The settings for kernel regression are selected using hyper-parameter search, which are the best we found for this problem.

In [None]:
network = torch.load(model_path)

In [None]:
model = BoundedSimulationTrainingModule(
    network=network,
    optimizer=torch.optim.Adam(network.parameters()),  # will not be used anyway
    lr_scheduler=None,
    bound_during_training=False,
    bound_crossing_penalty=0.0,
    bandwidth=0.91,  # using kernel size 0.9 generate single NaN, so we set it to 0.91
    kernel=kernels.box_kernel,
    memory_manager=ExactMemoryManager(),  # dataset is low-dimensional, so no need to use approximated nearest neighbours here
    lipschitz_constant=0.25,  # known
    delta=0.1,  # user defined
    noise_variance=0.05,  # we know the variance from dataset generation
    k=32,
    p=2,
    r=None,
    memory_device="cpu",
    predict_device="cpu",
)

In [None]:
# unbatch the dataset to prepare memory manager
x, y = unbatch(dm.train_dataloader())
x.shape, y.shape

In [None]:
model.prepare(x, y)

# Test

Run the predictions with trained network and kernel regression.

In [None]:
outputs = model.predict_dataloader(dm.test_dataloader())

In [None]:
def range_ratio_error(error, y_true):
    return error / (y_true.max() - y_true.min())

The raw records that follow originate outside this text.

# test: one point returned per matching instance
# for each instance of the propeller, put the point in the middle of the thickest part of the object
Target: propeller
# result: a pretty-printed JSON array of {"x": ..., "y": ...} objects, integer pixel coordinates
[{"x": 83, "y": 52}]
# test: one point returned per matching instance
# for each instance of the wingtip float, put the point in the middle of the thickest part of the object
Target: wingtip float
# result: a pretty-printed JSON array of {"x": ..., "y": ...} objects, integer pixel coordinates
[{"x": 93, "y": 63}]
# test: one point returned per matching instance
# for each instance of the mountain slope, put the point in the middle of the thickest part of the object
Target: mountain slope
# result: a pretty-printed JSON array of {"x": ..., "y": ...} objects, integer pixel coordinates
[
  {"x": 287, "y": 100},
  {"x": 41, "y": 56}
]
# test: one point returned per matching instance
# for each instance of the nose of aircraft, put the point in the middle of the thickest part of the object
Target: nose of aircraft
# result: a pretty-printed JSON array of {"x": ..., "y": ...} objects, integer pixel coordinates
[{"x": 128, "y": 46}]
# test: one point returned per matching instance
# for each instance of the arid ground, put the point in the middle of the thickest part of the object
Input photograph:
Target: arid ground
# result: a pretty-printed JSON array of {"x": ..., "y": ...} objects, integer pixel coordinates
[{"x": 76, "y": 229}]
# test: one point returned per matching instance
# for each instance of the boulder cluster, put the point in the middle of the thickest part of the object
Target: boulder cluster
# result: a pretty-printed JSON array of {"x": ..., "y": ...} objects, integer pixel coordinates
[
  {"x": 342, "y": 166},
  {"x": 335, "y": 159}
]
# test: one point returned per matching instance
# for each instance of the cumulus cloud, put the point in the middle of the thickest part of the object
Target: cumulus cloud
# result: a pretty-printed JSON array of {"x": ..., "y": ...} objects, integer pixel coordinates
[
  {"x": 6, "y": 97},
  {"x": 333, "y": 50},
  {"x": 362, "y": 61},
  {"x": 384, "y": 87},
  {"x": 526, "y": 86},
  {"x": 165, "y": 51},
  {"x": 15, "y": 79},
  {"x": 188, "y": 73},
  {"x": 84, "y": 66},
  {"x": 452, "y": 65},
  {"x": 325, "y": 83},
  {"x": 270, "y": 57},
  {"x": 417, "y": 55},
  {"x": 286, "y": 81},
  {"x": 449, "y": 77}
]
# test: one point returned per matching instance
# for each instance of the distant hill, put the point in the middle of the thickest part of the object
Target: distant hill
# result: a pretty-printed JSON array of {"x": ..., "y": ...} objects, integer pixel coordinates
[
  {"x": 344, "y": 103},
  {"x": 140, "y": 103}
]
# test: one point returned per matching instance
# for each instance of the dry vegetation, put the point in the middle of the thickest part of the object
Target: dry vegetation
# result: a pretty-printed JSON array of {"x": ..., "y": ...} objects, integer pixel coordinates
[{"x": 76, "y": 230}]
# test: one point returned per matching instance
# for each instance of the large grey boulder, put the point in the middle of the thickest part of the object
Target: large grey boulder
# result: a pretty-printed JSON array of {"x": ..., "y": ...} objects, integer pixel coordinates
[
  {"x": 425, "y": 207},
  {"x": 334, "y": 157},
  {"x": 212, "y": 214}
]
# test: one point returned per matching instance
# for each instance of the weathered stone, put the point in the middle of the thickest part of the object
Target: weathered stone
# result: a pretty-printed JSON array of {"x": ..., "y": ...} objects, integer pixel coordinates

def report(outputs, targets):
    rmse_network = metrics.mean_squared_error(y_true=targets, y_pred=outputs["network_predictions"].numpy().flatten(), squared=False)
    rmse_nonparametric = metrics.mean_squared_error(y_true=targets, y_pred=outputs["nonparametric_predictions"].numpy().flatten(), squared=False)
    rmse_bound = metrics.mean_squared_error(y_true=targets, y_pred=outputs["lower_bound"].numpy().flatten(), squared=False)

    print(f"RMSE NET:    {rmse_network:.4f}")
    print(f"RMSE KRE:    {rmse_nonparametric:.4f}")
    print(f"RMSE BOUNDS: {rmse_bound:.4f}", end="\n\n")
    print(f"RRR NET:     {range_ratio_error(error=rmse_network, y_true=targets):.2%}")
    print(f"RRR KRE:     {range_ratio_error(error=rmse_nonparametric, y_true=targets):.2%}")
    print(f"RRR BOUNDS:  {range_ratio_error(error=rmse_bound, y_true=targets):.2%}")

In [None]:
report(outputs, dataset["y"].iloc[train_size:].values)